The REIT has projects under way in Austin and San Antonio and one in the planning stages for a 10-acre parcel in Round Rock, just 20 miles north of the state capital. Earlier this year, United Dominion had started selling off older suburban communities nationwide and curtailing developments in those types of markets in favor of high-tech centers, such as the Austin region. The economically strong high-tech markets are bursting with what the REIT depicts as "echo boomers" and immigrants, two of the fastest-growing groups of renters.
United Dominion plans to build a high-density, four-story complex in Round Rock. The development plan and design won't be ready until January, Dan Baber, United Dominion's Western Division project manager, tells GlobeSt.com. Construction isn't expected to begin until fall 2001 and will take an estimated 18 months to complete. "That's the soonest we could get it going ... and get it through the city process," he says. The project, which carries an estimated $28-million construction price tag, will boast a high-end finish-out, with possibly wood and ceramic flooring.
Meanwhile, United Dominion's construction division is prepping to turn over a 4,296-sf clubhouse to the REIT's leasing entity for Red Stone Ranch, located in the Cedar Park suburb in the northwest Austin submarket. Baber says the clubhouse will be handed over at the beginning of December, a move that will launch leasing.
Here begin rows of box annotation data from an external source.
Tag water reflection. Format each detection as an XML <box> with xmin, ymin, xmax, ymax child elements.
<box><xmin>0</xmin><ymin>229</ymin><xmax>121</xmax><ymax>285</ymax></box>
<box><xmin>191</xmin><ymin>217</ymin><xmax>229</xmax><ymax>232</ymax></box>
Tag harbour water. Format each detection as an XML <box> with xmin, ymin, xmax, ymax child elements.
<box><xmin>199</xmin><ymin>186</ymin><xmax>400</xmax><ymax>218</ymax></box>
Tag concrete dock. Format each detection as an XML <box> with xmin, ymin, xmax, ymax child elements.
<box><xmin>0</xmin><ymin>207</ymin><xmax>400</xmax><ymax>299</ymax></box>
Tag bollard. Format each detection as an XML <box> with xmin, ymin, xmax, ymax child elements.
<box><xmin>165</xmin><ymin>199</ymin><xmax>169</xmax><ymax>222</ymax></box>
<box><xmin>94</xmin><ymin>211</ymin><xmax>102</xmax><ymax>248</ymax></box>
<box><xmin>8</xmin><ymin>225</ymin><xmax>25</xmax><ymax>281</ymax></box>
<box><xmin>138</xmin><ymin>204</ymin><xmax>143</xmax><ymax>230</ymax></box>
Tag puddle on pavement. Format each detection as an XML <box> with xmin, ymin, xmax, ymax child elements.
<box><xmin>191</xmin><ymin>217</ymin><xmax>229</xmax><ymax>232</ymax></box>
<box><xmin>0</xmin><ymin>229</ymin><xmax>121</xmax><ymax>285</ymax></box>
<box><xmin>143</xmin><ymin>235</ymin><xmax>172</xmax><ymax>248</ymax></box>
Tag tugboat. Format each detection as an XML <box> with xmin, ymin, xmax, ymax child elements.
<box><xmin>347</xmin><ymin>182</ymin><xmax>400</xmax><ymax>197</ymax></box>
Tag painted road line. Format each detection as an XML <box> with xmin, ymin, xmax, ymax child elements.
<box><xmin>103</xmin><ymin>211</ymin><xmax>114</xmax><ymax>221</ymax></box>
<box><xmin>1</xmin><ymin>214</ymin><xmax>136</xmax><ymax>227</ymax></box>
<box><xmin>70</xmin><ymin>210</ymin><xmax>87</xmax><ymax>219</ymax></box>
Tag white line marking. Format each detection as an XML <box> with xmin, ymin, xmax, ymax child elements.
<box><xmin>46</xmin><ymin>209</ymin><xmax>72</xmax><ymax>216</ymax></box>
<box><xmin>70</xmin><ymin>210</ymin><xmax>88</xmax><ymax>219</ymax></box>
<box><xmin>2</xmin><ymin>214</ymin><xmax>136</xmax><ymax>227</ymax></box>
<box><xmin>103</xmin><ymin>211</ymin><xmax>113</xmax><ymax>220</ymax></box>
The first units will be ready for occupancy in February for the 324-apartment community positioned on slightly more than 18 acres at 1600 Lakeline Blvd. The 18-building project, which is costing $16.6 million to co0nstruct, will be completed in summer 2001, Baber says.
A 14-building community in San Antonio is nearly finished, with one more structure left to turn over for leasing. The 312-unit Escalante Phase II, situated on 17.6 acres at 1400 W. Bitters Rd., supplements a first phase that had been part of an acquisition package a few years back. The second phase, carrying a $15.4-million price tag, includes a 4,210-sf clubhouse.
All of the units being developed contain what United Dominion feels is standard fare: crown molding, six or two-panel interior doors, French-style patio doors, 18.2-cubic foot refrigerators with icemakers, intrusion alarms and fire sprinkler systems, an amenity not necessarily required in all apartment communities. Archon architects of Dallas has designed all of the projects in the Austin region.